Старшая сестра Романова (имя забыла) была родственница нашего Государя Николая II. Она была сестра милосердия, и нужно было ей дать подобающее место. А так как наш армейский лазарет был на хорошем счету, то ее и пристроили к нам. Она была немолодая, с рыжими волосами, худая, стройная, всегда с поджатыми губами; ни с кем не общалась, жила в данной ей маленькой, как келья, комнатке одиноко. В общей столовой ее не видели — она кушала в своей комнате. Когда она спала, никто не знал, потому что и днем, и ночью, и на заре видели, как она делает обход, проверяя сестер, чтобы те не заснули. При ней у нас не было дежурной комнаты для сестер. Дежурили всегда две сестры — одна на верхнем этаже, другая внизу. И, по ее правилам, сестры должны были всю ночь бродить по палатам и длинным коридорам, делая обход. Во всякое время можно было неожиданно столкнуться с нею. Она появлялась внезапно и бесшумно. Если она заставала дежурную сестру сидящей в коридоре на скамейке и ежащейся от холода (школьные коридоры были очень длинные и не отапливались зимой, а двери в палаты, где топились печи, были закрыты на ночь), то делала замечание: «Сестра, нельзя сидеть, так можно заснуть!»
Очень редко она заходила к сестрам в общежитие, оставаясь там недолго, — вероятно, заходила по обязанности. Зашла как-то и в нашу комнату, когда я играла на рояле в свободные часы после ночного дежурства. Ей понравилась пьеса, которую я играла. Она прослушала и попросила меня сыграть что-нибудь в палате для лежачих раненых (50 человек). Я отказалась играть в палате, так как там находились тяжелобольные, которым, может быть, помешала бы музыка. Согласилась на то, что буду играть у себя при открытых дверях, а дверь нашей комнаты была против двери в палату. Она была сестрой Кауфманской общины в Петрограде, где властвовал очень строгий режим, и оттуда она перенесла полумонашеские правила в наш лазарет, к чему сестры военного времени не приучены. Ее поведение в отношении окружающих объяснялось еще и тем, что она тяжело переживала семейную трагедию Романовых и потому не хотела никакого общения с окружающими, оставалась наедине со своим горем. Но она долго не задержалась в лазарете. Скоро она получила ожидаемую визу во Францию и уехала. Лазарет ей устроил хорошие проводы, все с ней мило простились, она к каждому подходила прощаться. Нам было искренне ее жаль, но тем не менее все вздохнули облегченно.

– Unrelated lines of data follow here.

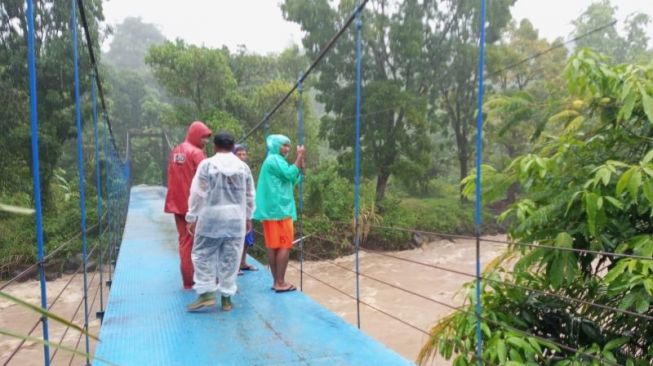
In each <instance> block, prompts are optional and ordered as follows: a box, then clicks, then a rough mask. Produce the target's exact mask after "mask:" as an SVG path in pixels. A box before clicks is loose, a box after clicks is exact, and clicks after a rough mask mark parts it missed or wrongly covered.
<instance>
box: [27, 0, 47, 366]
mask: <svg viewBox="0 0 653 366" xmlns="http://www.w3.org/2000/svg"><path fill="white" fill-rule="evenodd" d="M26 2H27V59H28V68H29V101H30V129H31V134H32V136H31V143H32V186H33V189H34V208H35V211H36V212H35V215H36V253H37V254H36V255H37V259H38V261H39V283H40V286H41V308H42V309H43V310H47V309H48V296H47V288H46V283H45V269H44V268H43V257H44V256H45V248H44V240H43V206H42V204H41V168H40V164H39V157H40V155H39V122H38V121H39V117H38V103H37V91H36V52H35V50H34V4H33V1H32V0H27V1H26ZM41 322H42V327H43V340H45V341H49V339H50V337H49V332H48V318H47V317H42V318H41ZM43 355H44V361H43V363H44V365H46V366H49V365H50V348H49V347H48V345H47V344H44V345H43Z"/></svg>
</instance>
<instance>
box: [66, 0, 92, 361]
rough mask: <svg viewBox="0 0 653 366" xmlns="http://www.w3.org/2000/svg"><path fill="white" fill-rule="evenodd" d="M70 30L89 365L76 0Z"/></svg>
mask: <svg viewBox="0 0 653 366" xmlns="http://www.w3.org/2000/svg"><path fill="white" fill-rule="evenodd" d="M70 30H71V36H72V39H73V71H74V72H73V74H74V77H75V124H76V127H77V170H78V173H79V212H80V216H81V221H80V226H81V230H82V261H83V266H84V271H83V275H84V330H85V331H86V332H87V333H86V334H85V340H86V342H85V346H86V354H87V357H86V364H87V365H90V362H89V358H88V354H89V353H90V342H89V337H88V268H87V267H88V243H87V238H86V189H85V187H84V146H83V141H82V132H83V131H82V108H81V97H80V93H79V88H80V87H79V54H78V50H77V1H76V0H71V6H70Z"/></svg>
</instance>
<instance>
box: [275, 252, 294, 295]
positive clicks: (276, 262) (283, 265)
mask: <svg viewBox="0 0 653 366" xmlns="http://www.w3.org/2000/svg"><path fill="white" fill-rule="evenodd" d="M289 256H290V249H285V248H281V249H277V252H276V259H275V262H276V267H277V268H276V277H275V282H274V286H275V288H277V289H285V288H288V287H289V286H290V284H289V283H287V282H286V268H288V257H289Z"/></svg>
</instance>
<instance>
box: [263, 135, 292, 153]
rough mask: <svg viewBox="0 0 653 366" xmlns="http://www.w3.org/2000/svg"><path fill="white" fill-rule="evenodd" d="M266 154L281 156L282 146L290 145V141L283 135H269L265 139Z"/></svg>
mask: <svg viewBox="0 0 653 366" xmlns="http://www.w3.org/2000/svg"><path fill="white" fill-rule="evenodd" d="M265 143H266V145H267V147H268V154H281V146H282V145H286V144H288V145H290V139H289V138H288V137H286V136H284V135H270V136H268V137H267V138H266V139H265Z"/></svg>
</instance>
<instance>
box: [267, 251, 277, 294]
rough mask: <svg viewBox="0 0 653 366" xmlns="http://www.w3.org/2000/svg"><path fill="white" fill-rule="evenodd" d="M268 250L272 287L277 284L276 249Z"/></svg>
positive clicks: (268, 258)
mask: <svg viewBox="0 0 653 366" xmlns="http://www.w3.org/2000/svg"><path fill="white" fill-rule="evenodd" d="M267 249H268V262H269V264H270V271H271V272H272V279H273V282H272V287H275V286H276V283H277V251H278V249H270V248H267Z"/></svg>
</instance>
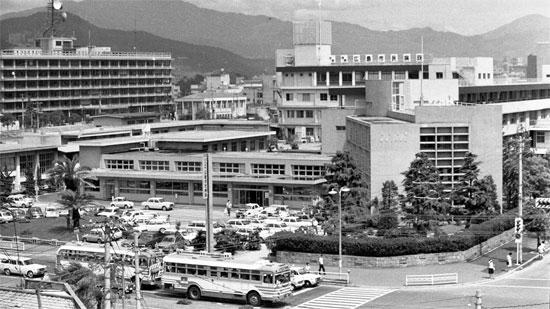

После проводов сестры Романовой Вавочке было предложено снова занять место старшей сестры, но Вава, задетая, отказалась от такой чести и сделалась палатной сестрой, взяв себе палату больных с переломами ног и рук. Когда мы с Вавой приехали из Ростова, сестра Романова назначила меня в очень тяжелую палату «черепных» — здесь лежали раненные в голову и послеоперационные больные. Нас в этой палате было две сестры — одной было трудно справиться. Помню, в день моего Ангела (11 октября по ст. стилю) я получила от своих раненых поздравительное письмо, подписанное всеми, кто тогда там лежал. Это письмо с немногими документами каким-то чудом сохранилось до сих пор. Чудом потому, что все мои вещи пропали в Лиенце по окончании Второй мировой войны во время ужасной трагедии — насильственной выдачи казаков англичанами советскому командованию [21].
Приехав из отпуска, мы не нашли в нашей комнате Верочки. Нам сказали, что после большого скандала с доктором Кондюшкиным ее перевели в другой лазарет. А дело было так: при семинарии был небольшой сад с аллеями и много кустовых растений. В глубине сада стоял домик, предназначенный для директора семинарии, а когда помещение семинарии было занято под лазарет, то этот домик занял старший врач. Возле домика разбит был небольшой цветник и кое-где стояли скамейки. Там сестры, свободные весь день после ночного дежурства, выходили к вечеру посидеть с книгой в тишине. Так сделала и Вера, но почему-то задержалась в саду и просидела там до темноты. Когда она уже шла в лазарет, то на нее вдруг набросился притаившийся в кустах доктор Кондюшкин. Она оборонялась, расцарапала в кровь его физиономию, а он изорвал на ней блузку. Вера закричала, на крик прибежали санитары и ходячие раненые, которые сидели возле дома со стороны сада, и освободили ее. Санитарное управление приказало доктору Кожину убрать обоих, хотя Вера ничуть не была виновата. Попав в другой лазарет, она переболела сыпным тифом, и однажды я встретила ее на улице с наголо обритой головой. Она сообщила, что вышла замуж и очень счастлива. С тех пор никто из нас ее не встречал и мы ничего о ней не знали.